Massimo D'Alema è involucrato in un affare di vendita di armi alla Colombia. Ci sono le registrazioni che lo inchiodano. A sua difesa il nano, in termini etici, Massimo D’Alema, sostiene di non avere incassato un euro. Chissà, forse è anche vero e forse no, ma questo non significa molto. Quel che conta è l’animus, l’intenzione di incamerare per un’intermediazione nella vendita di armi 80 milioni di euro da lui stesso manifestata in una registrazione che ha diffuso il giornale La Verità.
Massimo D'Alema, politico da sempre, comunista, figlio di un partigiano comunista, ex premier, amante dei panfili e dei lussi, percettore di pensioni d'oro e di chissà quante altre rendite, non ne ha abbastanza e non storce il naso davanti all’occasione di fare affari loschi o contrari alla legge e all'etica.
L’emergenza bellica, imposta da Draghi in Italia, e che si affianca a quella sanitaria tuttora vigente spiana la strada alla percezione di provvigioni per intermediazioni e soprattutto di insospettabili e voluminose tangenti senza alcun rischio. Non sussiste l’obbligo di indire gare o bandi in relazione agli acquisti. Lo abbiamo già visto con i banchi con le rotelle e con le mascherine, per i quali sono stati spesi centinaia di milioni.

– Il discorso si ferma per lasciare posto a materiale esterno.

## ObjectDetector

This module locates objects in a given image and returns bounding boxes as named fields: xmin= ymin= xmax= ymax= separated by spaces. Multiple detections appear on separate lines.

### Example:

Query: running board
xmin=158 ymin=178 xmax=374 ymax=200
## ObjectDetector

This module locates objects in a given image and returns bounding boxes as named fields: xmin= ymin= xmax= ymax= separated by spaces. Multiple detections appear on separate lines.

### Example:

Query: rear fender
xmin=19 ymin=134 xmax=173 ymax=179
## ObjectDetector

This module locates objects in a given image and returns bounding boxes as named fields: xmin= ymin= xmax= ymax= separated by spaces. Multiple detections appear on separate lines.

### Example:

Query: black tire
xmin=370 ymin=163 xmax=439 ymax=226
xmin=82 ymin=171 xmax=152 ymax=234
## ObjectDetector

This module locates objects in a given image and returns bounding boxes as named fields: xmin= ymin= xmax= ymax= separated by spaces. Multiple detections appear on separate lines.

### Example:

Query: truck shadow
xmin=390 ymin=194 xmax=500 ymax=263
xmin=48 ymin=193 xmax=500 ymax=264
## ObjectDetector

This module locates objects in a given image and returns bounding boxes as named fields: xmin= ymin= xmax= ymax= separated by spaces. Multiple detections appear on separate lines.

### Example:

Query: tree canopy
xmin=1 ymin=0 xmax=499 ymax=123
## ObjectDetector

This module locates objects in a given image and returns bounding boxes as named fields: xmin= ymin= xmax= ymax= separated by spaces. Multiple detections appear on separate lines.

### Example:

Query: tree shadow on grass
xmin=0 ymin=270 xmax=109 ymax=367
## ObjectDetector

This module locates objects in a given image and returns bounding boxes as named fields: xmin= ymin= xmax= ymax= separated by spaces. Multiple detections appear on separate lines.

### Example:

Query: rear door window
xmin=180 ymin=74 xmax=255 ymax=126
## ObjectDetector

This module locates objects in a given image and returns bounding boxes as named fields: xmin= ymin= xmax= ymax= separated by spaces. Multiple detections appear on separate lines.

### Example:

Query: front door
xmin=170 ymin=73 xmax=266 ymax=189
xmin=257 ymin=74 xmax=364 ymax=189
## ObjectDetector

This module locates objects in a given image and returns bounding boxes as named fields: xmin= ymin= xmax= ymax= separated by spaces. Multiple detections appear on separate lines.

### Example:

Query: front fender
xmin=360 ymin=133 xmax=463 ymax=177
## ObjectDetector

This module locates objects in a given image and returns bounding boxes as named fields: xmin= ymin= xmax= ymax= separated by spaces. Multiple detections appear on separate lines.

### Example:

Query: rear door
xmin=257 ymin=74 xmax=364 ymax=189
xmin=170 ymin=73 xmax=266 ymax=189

Si potranno, quindi, acquistare armi anche di scarsa qualità e obsolete a prezzi altissimi in quanto si tratta di donazioni che sono dirette all’Ucraina dove chissà non arriveranno mai e che comunque il destinatario non potrà che accettarle visto che “a caval donato non si guarda in bocca”.
Di tutto questo, l’industria bellica sarà ben lieta e grata.